In real dollars I used to see (this is 1980’s dollars) $5,000-$15,000 on lots of these jobs and now we’re usually looking at $1,000-$4,000, so it’s time to stop paying the rooter guy to come every six month for ever (say it like a teenaged girl. I am soooo sure). 

Now here’s the part you need to pay attention to and I apologize for putting it at the end but I felt it was important to lay the groundwork, as it were, in advance. 

If you live in many of our east bay cities and you’re getting ready to sell your house, you’re going to need to have an inspection of your system done. In Alameda, you’ll have to do a wet test in which your entire system (up to the top of the foundation) is filled with water and shows almost no leakage in a 15 minute period. This may involve putting in a special fitting at the sidewalk which can be blocked by a plug. 

If you’re in Albany, Richmond, El Cerrito, Kensington and parts of West CoCo County you’ll need to complete a video camera inspection prior to transfer of the property. Almost any sign of failure in this examination will require a repair of the affected area. If your lateral is clay, you’ll almost certainly be required to replace all of it (and good riddance, I say). 

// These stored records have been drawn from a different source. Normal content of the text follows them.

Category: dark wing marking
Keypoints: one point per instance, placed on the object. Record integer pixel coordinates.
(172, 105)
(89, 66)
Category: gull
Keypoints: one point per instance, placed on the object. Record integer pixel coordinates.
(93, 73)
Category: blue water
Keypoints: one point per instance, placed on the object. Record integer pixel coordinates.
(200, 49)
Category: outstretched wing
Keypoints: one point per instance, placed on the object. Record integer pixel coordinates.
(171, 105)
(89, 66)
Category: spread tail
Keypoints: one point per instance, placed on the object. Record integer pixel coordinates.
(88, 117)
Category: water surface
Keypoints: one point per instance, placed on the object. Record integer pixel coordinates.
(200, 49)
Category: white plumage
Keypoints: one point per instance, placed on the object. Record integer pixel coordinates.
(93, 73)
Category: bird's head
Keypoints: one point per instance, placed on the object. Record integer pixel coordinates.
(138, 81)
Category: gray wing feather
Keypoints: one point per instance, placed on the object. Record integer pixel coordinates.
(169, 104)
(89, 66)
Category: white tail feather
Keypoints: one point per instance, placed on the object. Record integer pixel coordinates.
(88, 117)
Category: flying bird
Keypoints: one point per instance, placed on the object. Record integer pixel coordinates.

As of Oct. 1, Berkeley joins this club, so those of you now looking to buy or sell here should be prepared to get the test and negotiate the results. I believe Oakland will follow suit in the near future and eventually, I’d guess that this will come to all sewer districts. 

I’d like to thank my buddy Paul at Central Plumbing and Rooter in Alameda for taking time away from the kiddies to answer so many of my questions. 

Nobody likes to go to the doctor but we all go because we’re rather face the news sooner and have the time to take action. Now, take a deep breath. This won’t hurt a bit.